Java and Unicode

From NovaOrdis Knowledge Base
Jump to navigation Jump to search

External

Internal

Overview

Character information is maintained in Java by the primitive type char, which was designed based on the original Unicode 1.0 specification that allowed only 216 code points, so it was defined as a fixed-with 16-bit/2-byte entity. Since then, the Unicode standard has evolved to allow for characters whose representation requires more than 16 bits. Java 5, which supports Unicode 4.0, introduced enhancements to correctly handle Unicode supplementary characters. For details on how characters are represented internally by Java, see the "Character Representation" section.

U+n Notation Support

U+n notation is supported in Java as follows:

String s = "\u0041";

System.out.println(s);

will display "A".

Note that the "\u" notation can only be used with Basic Multilingual Plane (BMP) characters, but not with supplementary characters. For example:

String s = "\u10400";

does not represent "𐐀", but "၀0".

Character Representation

Java platform uses the UTF-16 representation character sequences: char[], java.lang.CharSequence (which String is a subclass of), java.text.CharacterIterator, StringBuffer and StringBuilder classes. UTF-16 uses 16-bit code units.

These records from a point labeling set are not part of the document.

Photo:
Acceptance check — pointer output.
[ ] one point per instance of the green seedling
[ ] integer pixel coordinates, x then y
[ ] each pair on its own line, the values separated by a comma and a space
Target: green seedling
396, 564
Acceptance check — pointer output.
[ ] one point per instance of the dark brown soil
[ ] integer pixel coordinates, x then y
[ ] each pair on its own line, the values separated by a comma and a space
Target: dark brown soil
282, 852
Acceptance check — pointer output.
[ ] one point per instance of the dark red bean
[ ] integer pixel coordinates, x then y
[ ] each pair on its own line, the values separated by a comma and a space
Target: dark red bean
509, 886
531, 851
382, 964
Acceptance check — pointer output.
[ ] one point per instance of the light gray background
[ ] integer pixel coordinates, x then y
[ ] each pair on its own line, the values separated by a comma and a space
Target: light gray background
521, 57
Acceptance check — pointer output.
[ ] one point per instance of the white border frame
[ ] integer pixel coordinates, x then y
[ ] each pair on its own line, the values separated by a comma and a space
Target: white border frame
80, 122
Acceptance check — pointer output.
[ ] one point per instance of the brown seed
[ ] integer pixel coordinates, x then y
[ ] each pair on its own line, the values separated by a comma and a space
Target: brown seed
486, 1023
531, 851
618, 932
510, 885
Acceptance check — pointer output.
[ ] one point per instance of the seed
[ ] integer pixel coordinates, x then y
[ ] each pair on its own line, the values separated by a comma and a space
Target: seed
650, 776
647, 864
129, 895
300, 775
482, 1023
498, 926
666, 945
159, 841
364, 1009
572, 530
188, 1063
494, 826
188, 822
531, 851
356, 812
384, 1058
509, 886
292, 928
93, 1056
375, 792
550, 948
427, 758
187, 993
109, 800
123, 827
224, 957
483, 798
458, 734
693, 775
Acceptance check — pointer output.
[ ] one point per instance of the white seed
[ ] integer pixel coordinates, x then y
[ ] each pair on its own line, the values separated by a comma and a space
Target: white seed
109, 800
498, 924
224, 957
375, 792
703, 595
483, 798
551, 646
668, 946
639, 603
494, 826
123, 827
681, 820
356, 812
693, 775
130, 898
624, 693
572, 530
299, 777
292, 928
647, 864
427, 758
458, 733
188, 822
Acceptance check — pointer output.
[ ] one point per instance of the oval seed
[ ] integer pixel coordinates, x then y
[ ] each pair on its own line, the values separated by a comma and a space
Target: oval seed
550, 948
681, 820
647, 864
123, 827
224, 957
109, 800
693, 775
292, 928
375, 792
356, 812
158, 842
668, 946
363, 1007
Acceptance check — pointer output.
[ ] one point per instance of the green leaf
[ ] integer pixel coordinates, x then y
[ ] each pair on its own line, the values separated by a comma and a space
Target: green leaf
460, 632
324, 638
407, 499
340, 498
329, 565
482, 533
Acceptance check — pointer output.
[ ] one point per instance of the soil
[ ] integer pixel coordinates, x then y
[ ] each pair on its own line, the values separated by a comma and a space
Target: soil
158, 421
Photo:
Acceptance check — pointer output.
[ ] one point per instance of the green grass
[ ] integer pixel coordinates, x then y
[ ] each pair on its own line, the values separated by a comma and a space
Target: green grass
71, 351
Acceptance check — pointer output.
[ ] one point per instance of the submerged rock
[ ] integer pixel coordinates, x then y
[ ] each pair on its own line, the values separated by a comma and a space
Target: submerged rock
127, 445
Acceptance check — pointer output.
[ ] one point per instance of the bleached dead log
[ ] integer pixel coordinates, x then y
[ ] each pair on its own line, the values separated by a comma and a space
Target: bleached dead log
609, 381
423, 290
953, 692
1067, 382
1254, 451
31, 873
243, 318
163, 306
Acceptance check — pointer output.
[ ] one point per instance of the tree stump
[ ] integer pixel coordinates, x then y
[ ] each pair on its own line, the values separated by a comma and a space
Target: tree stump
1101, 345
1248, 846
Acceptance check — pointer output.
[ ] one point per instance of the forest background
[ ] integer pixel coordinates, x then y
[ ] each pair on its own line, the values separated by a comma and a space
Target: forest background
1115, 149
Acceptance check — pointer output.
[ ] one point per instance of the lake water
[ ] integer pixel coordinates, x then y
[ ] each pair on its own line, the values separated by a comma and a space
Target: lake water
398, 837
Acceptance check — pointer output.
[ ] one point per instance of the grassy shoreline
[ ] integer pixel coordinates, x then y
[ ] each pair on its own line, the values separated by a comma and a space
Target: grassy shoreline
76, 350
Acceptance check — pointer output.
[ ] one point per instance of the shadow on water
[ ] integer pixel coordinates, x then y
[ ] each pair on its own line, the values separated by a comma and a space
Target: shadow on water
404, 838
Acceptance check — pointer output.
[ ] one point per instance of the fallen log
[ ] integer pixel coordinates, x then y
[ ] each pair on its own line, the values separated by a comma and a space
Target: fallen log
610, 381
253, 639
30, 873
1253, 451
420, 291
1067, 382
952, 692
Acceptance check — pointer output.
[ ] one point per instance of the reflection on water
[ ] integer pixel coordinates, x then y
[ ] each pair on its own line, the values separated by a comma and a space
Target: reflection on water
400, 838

The Basic Multilingual Plane characters are represented as char instances, which correspond to one code unit, as the char data type provides sufficient storage capacity for the entire BMP range.

The supplementary characters are represented as a pair of char values, or two code units. The first code unit belongs to the high-surrogates range (U+D800 to U+DBFF) and the second belongs to the low-surrogates range (U+DC00 to U+DFFF). The values U+D800 to U+DFFF are reserved for use in UTF-16, no characters are assigned to them as code points, so that means software can tell for each individual code unit in a string whether it represents one-code unit character or whether is the first or second unit of a two-code unit character. This is an optimization and a significant improvement over some traditional multi-byte character encodings, where the byte value 0x41 could mean the letter "A" or be the second byte of a two-byte character.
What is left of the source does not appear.